NATO-led peacekeepers in Kosovo smashed through doors and tossed stun grenades in predawn raids Tuesday to collect evidence on what caused the worst ethnic violence here since the 1999 war.

About 200 peacekeepers raided four houses in Obilic, a city just outside the provincial capital, Pristina. Norwegian forces arrested two people and stuffed evidence in trash bags, seeking clues on who was behind the clashes between Serbs and ethnic Albanians that killed 28, destroyed 366 homes and burned 41 churches. In all, 196 people have been arrested.

Two police officers were shot to death in a morning attack in the village of Sakovica, some 15 miles north of the capital, said U.N. police spokesman Derek Chappell.

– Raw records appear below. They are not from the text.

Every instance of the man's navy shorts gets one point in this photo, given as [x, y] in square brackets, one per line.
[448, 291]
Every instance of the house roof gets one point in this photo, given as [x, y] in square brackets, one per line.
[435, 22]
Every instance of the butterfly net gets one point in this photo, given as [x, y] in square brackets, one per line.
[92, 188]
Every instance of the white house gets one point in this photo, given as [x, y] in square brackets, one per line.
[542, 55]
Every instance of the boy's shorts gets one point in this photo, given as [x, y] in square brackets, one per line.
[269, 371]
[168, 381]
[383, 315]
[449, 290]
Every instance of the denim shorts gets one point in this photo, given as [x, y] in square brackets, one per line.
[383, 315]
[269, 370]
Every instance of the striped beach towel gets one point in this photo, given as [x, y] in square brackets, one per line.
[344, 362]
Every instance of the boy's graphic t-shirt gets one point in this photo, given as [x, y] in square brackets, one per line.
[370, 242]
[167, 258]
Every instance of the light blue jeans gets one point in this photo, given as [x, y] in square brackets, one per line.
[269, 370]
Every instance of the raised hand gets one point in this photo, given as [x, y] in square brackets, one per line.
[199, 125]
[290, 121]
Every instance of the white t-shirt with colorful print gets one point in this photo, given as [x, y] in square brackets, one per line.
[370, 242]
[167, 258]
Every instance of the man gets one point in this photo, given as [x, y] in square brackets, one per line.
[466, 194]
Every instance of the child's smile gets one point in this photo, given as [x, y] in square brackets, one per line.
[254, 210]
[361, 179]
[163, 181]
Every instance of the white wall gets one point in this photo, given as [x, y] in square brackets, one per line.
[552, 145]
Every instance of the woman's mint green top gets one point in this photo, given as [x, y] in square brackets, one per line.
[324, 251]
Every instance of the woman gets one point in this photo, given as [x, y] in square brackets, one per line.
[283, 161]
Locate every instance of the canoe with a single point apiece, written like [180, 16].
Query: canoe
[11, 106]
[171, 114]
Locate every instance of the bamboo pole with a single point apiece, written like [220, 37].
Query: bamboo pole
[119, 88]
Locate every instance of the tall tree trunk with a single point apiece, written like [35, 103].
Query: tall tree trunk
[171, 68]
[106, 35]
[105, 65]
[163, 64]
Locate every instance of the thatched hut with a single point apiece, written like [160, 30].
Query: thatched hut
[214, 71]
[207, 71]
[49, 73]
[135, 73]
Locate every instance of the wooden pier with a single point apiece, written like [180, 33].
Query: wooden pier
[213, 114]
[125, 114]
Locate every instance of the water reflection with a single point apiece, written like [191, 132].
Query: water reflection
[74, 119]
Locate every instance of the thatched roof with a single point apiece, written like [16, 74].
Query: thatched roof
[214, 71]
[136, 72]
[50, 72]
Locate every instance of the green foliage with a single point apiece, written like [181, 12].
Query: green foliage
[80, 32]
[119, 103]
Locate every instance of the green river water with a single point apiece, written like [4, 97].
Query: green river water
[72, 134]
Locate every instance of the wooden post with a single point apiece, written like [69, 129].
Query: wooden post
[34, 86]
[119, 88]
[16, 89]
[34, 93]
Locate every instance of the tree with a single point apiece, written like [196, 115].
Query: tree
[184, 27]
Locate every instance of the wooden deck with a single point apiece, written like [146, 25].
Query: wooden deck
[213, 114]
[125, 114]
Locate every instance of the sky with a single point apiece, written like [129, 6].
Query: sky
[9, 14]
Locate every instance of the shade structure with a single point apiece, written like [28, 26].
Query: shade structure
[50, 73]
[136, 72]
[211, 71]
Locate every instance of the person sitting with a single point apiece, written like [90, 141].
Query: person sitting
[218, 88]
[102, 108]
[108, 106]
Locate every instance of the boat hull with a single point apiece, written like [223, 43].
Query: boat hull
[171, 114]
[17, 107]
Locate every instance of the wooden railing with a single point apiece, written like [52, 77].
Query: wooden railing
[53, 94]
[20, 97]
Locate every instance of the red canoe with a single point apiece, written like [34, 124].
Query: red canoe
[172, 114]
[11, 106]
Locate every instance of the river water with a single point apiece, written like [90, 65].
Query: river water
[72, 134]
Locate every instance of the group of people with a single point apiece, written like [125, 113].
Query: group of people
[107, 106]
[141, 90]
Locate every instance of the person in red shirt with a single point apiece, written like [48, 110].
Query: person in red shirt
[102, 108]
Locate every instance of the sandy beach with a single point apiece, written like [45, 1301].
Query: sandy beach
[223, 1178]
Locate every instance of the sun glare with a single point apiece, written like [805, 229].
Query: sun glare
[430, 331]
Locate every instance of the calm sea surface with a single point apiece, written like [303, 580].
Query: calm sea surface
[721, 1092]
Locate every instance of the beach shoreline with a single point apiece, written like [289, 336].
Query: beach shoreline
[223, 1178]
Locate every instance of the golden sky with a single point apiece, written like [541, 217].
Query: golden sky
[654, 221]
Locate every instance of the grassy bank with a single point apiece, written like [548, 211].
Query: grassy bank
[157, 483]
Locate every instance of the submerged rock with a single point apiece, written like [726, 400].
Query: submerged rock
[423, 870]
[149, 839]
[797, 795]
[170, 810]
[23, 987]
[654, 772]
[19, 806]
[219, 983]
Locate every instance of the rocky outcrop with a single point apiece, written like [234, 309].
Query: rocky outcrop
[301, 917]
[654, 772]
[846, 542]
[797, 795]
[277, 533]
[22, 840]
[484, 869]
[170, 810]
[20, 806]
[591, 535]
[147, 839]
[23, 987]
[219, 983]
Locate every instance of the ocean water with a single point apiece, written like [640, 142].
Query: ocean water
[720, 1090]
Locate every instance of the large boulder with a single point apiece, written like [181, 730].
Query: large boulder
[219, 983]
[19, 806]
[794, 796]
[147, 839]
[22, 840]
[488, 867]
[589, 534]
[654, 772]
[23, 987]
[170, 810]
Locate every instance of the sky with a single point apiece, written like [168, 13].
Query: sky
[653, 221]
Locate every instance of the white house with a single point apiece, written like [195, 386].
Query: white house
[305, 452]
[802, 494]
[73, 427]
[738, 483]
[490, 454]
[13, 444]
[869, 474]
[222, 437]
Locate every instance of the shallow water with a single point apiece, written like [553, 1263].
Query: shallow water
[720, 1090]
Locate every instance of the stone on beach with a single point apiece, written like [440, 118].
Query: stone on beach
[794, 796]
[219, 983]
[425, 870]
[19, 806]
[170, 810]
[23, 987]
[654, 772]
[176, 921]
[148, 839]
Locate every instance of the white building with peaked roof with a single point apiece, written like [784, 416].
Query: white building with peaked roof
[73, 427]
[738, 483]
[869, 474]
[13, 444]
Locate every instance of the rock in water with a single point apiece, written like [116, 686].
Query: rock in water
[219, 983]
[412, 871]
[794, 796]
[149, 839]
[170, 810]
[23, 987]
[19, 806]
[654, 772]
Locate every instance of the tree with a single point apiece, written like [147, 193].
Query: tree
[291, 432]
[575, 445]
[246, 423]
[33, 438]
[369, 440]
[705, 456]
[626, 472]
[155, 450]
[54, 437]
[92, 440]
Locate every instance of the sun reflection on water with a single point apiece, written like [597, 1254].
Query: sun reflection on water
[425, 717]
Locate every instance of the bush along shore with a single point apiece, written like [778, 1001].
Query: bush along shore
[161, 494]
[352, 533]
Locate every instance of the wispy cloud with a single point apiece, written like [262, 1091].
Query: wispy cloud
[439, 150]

The police vehicle was riddled with bullets. NATO-led peacekeepers arrived at the scene and started searching a small hill nearby with flashlights.

“This is a very extensive crime scene,” Chappell said. “A lot of bullets have been fired.”

'Crimes against humanity'
The top U.N. official in Kosovo declared that there was organization behind the violence. Harri Holkeri said those behind the attacks “tried to destroy the whole future of Kosovo.”

“They are responsible for severe crimes against humanity,” Holkeri said.

The NATO commander in the central part of Kosovo apologized for failing to anticipate the potential for violence in a province where tensions still simmer five years after the end of the war.

“We got it wrong,” Swedish Brig. Gen. Anders Braennstroem said at a meeting with leaders from the Serb communities near Pristina. “For that I am very sorry.”

Last week’s attacks were the worst outbreak of violence since 1999, when a NATO air war ended a Serb crackdown on ethnic Albanians seeking independence. The war killed 10,000 ethnic Albanians.

Kosovo has been an international protectorate since then, its final status to be decided by the United Nations. For now, it officially remains a part of Serbia-Montenegro, the successor state of Yugoslavia.

Days of riot
The deaths of two boys in an incident blamed on the Serbs triggered days of rioting, looting and arson by ethnic Albanians. About 600 people were injured and 4,000 were homeless by week’s end.

About 180 Serbs left homeless by the violence tried to leave the province or travel to the province’s largest Serb enclave with little success Tuesday. Peacekeepers escorted the Serbs off a NATO base where they had taken shelter, but local leaders backed down on promises to provide buses or other transportation for them to leave.

Weeping women stood in front of buses that had taken them from the NATO base to the Serb enclave of Gracanica, insisting they had been promised passage to places they felt safer under an agreement with local Serb officials. The deal had been witnessed by an officer serving with NATO-led peacekeepers.

“They promised! They promised!” said Milica Todorovic, 48, who became hysterical after learning she would have to stay on a cot in a school converted to an emergency shelter. “We don’t want to come here.”

Irish Lt. Col. Ger Aherne stood against a schoolyard wall, arms folded across his chest, flatly reminding local representative Dragan Velic of his promises.

“You publicly reneged on your agreement,” Aherne said.

Velic promised to provide buses, but by late afternoon, none had arrived.

The United Nations defended Velic’s decision, arguing that no arrangements had been made to care for the Serbs in the areas where they want to go.

To leave or to stay
The incident underlined the tremendous pressure being placed on the remaining 100,000 or so Orthodox Christian Serbs in Kosovo. Many wish to leave, fearing further attacks in the mostly Muslim ethnic Albanian-dominated province. But Serb leaders want them to stay so they can retain their territorial claims on the province, which is run by the United Nations but remains part of Serbia-Montenegro.

Meanwhile, several thousand ethnic Albanians walked toward the cemetery in the divided city of Kosovska Mitrovica to attend the funerals of four men who were killed in last week’s riots. Local leaders appealed for calm.

Two NATO helicopters hovered overhead while mourners held a minute of silence. They buried the men in coffins draped with Albanian flags, and said they died while demonstrating to unite the city.

“We feel great pain and pride,” said Halil Haliti, the uncle of one of the dead. “His death has strengthened our determination not to let the city go and achieve independence.”